NeuroNarrator: A Generalist EEG-to-Text Foundation Model for Clinical Interpretation via Spectro-Spatial Grounding and Temporal State-Space Reasoning

Electroencephalography (EEG) provides a non-invasive window into neural dynamics at high temporal resolution and plays a pivotal role in clinical neuroscience research. Despite this potential, prevailing computational approaches to EEG analysis remain largely confined to task-specific classification objectives or coarse-grained pattern recognition, offering limited support for clinically meaningful interpretation. To address these limitations, we introduce NeuroNarrator, the first generalist EEG-to-text foundation model designed to translate electrophysiological segments into precise clinical narratives. A cornerstone of this framework is the curation of NeuroCorpus-160K, the first harmonized large-scale resource pairing over 160,000 EEG segments with structured, clinically grounded natural-language descriptions. Our architecture first aligns temporal EEG waveforms with spatial topographic maps via a rigorous contrastive objective, establishing spectro-spatially grounded representations. Building on this grounding, we condition a Large Language Model through a state-space-inspired formulation that integrates historical temporal and spectral context to support coherent clinical narrative generation. This approach establishes a principled bridge between continuous signal dynamics and discrete clinical language, enabling interpretable narrative generation that facilitates expert interpretation and supports clinical reporting workflows. Extensive evaluations across diverse benchmarks and zero-shot transfer tasks highlight NeuroNarrator's capacity to integrate temporal, spectral, and spatial dynamics, positioning it as a foundational framework for time-frequency-aware, open-ended clinical interpretation of electrophysiological data.

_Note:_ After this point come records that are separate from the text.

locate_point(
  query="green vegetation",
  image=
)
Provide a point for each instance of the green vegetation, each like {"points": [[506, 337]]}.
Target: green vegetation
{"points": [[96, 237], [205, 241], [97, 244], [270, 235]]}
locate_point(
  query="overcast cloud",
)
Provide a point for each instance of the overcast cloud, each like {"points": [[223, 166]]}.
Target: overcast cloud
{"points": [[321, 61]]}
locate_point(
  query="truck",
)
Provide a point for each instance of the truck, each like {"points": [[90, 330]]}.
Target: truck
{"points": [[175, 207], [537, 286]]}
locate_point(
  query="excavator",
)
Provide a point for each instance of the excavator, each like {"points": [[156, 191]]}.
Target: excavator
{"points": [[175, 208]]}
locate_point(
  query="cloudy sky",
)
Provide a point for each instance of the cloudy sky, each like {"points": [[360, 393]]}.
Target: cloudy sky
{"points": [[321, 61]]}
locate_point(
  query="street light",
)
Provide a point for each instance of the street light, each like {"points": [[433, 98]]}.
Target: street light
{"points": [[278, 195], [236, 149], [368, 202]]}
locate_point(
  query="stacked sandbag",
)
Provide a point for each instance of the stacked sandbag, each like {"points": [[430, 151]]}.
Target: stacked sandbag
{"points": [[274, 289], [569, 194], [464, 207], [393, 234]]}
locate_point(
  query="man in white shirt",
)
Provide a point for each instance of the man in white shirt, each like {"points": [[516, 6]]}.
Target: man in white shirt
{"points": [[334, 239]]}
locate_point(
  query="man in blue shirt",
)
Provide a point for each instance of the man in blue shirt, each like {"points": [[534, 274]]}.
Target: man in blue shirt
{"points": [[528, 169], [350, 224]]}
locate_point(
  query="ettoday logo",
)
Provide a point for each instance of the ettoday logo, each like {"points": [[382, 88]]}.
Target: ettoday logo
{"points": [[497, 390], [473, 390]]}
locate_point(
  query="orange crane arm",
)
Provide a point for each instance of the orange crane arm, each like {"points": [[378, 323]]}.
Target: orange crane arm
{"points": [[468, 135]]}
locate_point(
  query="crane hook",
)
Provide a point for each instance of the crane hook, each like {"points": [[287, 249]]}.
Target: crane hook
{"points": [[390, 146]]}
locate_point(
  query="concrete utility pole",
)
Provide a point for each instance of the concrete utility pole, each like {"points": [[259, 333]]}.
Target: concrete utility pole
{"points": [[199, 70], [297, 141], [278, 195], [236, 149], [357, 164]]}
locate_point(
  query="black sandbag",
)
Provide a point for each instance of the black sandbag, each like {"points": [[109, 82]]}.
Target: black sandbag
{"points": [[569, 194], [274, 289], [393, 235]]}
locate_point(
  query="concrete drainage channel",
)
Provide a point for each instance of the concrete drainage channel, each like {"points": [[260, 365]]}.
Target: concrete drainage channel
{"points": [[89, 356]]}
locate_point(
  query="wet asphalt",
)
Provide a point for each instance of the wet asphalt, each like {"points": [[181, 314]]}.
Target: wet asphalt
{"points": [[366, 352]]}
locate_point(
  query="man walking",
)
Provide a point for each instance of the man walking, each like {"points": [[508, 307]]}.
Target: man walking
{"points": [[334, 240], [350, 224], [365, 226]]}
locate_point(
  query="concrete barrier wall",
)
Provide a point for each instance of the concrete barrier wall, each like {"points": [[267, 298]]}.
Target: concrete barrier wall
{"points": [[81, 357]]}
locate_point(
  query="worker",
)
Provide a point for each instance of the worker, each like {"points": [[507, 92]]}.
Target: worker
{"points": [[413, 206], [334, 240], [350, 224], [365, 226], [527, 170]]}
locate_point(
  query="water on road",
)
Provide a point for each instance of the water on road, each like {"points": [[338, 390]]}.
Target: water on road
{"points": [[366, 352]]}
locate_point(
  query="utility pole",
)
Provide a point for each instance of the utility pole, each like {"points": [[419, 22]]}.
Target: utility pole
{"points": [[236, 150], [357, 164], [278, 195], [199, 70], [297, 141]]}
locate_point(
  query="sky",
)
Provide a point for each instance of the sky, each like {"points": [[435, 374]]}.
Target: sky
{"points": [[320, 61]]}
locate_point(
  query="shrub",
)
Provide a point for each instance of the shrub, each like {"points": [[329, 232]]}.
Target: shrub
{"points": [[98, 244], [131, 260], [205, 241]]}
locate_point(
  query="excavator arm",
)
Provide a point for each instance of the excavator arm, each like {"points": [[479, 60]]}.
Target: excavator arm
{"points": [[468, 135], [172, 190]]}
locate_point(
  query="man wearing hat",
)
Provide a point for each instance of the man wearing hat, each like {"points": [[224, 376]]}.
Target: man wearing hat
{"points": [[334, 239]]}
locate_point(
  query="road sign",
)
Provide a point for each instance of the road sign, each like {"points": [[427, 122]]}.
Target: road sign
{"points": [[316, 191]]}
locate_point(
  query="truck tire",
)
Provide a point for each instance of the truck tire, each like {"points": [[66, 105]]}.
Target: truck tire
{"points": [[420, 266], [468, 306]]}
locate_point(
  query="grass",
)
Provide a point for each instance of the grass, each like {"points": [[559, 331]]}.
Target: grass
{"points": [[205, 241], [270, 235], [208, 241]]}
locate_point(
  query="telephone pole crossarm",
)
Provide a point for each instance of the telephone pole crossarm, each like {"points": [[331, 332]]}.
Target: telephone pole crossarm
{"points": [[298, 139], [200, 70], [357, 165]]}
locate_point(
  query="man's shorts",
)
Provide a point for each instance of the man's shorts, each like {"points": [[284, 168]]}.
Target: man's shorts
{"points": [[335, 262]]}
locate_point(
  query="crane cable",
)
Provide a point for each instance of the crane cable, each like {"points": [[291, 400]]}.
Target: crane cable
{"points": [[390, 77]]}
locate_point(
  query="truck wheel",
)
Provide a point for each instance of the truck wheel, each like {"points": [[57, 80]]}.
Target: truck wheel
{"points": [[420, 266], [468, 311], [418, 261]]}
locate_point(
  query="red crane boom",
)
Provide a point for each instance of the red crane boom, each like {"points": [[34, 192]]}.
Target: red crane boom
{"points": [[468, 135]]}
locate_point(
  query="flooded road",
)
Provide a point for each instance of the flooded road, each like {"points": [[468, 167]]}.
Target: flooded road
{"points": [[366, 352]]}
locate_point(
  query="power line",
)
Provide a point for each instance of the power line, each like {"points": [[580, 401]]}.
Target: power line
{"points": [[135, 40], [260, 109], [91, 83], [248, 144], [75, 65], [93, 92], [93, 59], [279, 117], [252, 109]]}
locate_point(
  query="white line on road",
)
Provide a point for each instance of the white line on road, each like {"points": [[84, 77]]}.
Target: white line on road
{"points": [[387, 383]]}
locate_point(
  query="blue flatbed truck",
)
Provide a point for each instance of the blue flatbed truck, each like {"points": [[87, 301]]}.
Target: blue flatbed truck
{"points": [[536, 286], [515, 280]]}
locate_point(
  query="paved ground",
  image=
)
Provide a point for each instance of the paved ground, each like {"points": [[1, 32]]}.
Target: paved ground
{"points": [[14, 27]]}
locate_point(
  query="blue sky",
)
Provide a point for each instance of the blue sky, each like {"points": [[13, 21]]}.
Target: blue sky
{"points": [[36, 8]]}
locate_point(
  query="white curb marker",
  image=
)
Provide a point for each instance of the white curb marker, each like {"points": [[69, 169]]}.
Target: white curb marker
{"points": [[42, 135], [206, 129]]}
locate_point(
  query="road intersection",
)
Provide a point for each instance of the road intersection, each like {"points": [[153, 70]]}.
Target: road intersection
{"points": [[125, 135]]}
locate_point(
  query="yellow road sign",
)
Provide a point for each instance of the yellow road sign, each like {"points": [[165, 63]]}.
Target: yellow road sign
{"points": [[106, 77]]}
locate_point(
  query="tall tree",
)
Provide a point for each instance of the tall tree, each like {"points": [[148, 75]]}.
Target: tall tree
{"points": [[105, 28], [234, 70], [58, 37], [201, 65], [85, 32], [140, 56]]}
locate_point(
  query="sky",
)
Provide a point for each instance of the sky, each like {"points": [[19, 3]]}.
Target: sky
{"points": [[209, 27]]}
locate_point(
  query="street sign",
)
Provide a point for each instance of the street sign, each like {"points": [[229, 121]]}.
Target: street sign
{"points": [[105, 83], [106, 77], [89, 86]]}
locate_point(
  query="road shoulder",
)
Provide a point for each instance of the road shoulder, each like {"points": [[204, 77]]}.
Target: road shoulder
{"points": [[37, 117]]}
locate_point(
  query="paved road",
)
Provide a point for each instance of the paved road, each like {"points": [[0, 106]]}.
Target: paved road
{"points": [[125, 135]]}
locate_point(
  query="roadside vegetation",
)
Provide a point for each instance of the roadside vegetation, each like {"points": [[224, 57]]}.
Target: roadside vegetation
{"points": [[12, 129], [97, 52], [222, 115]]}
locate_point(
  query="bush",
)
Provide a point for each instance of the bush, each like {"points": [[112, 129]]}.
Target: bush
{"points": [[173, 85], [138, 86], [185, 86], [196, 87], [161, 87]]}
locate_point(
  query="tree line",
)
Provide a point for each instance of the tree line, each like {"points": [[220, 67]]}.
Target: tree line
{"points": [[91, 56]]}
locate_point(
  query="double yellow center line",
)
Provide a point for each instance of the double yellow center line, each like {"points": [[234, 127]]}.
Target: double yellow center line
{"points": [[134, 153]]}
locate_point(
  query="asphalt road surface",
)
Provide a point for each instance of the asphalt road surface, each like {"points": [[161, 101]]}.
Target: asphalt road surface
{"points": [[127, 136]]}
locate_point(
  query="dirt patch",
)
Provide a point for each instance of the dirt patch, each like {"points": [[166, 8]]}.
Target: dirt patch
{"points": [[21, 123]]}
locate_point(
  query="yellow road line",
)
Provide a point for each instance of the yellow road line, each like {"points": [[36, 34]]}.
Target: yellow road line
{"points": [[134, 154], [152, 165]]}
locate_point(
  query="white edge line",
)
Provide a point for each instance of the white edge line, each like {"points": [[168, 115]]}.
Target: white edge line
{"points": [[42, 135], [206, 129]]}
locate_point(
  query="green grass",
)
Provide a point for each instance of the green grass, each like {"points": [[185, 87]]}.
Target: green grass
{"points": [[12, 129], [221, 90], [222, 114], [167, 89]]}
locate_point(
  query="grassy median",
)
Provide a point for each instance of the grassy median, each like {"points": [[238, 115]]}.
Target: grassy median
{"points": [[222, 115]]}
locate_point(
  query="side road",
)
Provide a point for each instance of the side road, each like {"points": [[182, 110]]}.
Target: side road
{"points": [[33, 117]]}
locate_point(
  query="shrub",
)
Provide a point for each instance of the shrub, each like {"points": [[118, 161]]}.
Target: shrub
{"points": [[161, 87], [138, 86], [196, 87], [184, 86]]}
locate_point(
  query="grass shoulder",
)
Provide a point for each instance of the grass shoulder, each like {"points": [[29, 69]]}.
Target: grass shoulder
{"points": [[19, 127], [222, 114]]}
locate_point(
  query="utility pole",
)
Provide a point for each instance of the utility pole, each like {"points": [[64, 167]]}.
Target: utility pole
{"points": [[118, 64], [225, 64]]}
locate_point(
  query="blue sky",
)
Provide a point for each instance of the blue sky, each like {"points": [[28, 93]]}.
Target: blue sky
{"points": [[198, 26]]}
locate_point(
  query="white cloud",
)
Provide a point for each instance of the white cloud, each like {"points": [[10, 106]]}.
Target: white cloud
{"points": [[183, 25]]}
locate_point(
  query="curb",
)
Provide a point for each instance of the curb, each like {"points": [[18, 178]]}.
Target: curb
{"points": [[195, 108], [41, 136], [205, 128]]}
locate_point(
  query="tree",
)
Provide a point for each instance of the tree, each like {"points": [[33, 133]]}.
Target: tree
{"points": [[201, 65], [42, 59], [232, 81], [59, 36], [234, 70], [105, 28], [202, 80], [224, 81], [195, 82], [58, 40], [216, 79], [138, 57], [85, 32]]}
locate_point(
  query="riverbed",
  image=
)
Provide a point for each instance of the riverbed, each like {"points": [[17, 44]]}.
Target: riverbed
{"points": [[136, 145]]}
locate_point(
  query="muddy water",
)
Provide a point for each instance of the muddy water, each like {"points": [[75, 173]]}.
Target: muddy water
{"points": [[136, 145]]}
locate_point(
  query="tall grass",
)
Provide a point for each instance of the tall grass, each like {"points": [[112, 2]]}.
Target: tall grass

翻译：脑电图（EEG）提供了高时间分辨率的非侵入式神经动力学观测窗口，在临床神经科学研究中具有关键作用。尽管潜力巨大，当前主流的EEG计算方法仍局限于特定任务的分类目标或粗粒度模式识别，难以支持具有临床意义的深度判读。为解决上述局限，我们提出NeuroNarrator——首个将电生理片段转化为精确临床描述的通用EEG-文本基础模型。该框架的核心在于构建了NeuroCorpus-160K数据集，即首个经统一标准化处理、涵盖16万余个EEG片段并配有结构化临床自然语言描述的大规模资源。本文架构首先通过严格的对比学习目标将EEG时序波形与空间拓扑图对齐，建立频谱-空间联合表征；在此基础上，通过状态空间范式驱动的公式化方法，整合历史时间与频谱上下文信息，对大语言模型进行条件化约束，以生成连贯的临床叙述。该方法在连续信号动力学与离散临床语言之间建立了原则性桥梁，实现了可解释叙述生成，从而辅助专家判读并支持临床报告工作流。跨多维度基准与零样本迁移任务的广泛评估表明，NeuroNarrator具备整合时间、频谱与空间动力学的综合能力，为电生理数据的时频感知型开放式临床判读奠定了基础框架。